M2 polarization contributes to the therapeutic effects of MSCs in AHF by altering levels of anti-inflammatory and pro-inflammatory factors.

Keywords: Acute hepatic failure; Mesenchymal stem cells; Macrophages; Polarization; Inflammation

Core tip: M1 or M2 polarization governs the therapeutic effect of acute hepatic failure (AHF). Mesenchymal stem cells (MSCs) were transfused into rats with AHF induced by galactosamine. It was found that MSCs alleviated the survival rate and biochemical indicators by promoting hepatocyte regeneration.
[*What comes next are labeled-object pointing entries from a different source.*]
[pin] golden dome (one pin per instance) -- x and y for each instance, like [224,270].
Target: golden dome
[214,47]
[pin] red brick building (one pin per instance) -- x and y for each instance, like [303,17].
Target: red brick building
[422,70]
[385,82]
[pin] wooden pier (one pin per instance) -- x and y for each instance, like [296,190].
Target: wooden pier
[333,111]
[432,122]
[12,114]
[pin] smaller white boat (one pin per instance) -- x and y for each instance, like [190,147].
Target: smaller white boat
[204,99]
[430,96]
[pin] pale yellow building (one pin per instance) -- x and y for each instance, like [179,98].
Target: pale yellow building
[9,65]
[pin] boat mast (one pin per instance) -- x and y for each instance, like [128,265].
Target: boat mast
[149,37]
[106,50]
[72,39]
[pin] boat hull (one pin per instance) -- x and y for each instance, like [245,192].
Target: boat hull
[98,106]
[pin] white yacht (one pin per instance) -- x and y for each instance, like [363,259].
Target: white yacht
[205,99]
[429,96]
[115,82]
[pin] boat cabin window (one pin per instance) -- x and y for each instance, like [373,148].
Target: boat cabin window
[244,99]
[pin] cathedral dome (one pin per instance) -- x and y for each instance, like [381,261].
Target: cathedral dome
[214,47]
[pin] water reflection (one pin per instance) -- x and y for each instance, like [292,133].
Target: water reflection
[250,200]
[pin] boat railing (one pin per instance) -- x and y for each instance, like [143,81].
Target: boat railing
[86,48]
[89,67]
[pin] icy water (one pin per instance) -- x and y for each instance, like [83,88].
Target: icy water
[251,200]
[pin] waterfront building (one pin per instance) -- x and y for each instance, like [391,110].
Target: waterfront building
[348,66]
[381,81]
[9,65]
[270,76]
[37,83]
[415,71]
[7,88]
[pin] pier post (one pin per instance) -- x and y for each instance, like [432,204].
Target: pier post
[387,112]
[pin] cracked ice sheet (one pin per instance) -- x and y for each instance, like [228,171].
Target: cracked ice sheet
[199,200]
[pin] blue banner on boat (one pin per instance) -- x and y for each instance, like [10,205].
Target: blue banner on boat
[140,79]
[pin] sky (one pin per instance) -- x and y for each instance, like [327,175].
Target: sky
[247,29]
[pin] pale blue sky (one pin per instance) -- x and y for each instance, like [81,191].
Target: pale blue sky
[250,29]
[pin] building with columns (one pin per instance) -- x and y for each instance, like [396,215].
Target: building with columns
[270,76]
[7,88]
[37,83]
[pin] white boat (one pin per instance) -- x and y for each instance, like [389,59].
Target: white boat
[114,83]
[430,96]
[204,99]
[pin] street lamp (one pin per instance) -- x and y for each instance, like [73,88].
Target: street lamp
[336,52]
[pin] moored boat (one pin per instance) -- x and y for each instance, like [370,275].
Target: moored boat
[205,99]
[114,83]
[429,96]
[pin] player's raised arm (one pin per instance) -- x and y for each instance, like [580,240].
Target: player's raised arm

Immunohistochemistry, flow cytometry, and RT-PCR showed that M2 polarization contributes to the rescue of AHF by MSCs in the survival group after MSC transplantation. In addition, in the death group after MSC transplantation, the number of M1 macrophages increased significantly. Our findings suggest that M2 polarization contributes to the rescue of AHF by MSCs, which result in altered levels of anti-inflammatory and pro-inflammatory factors.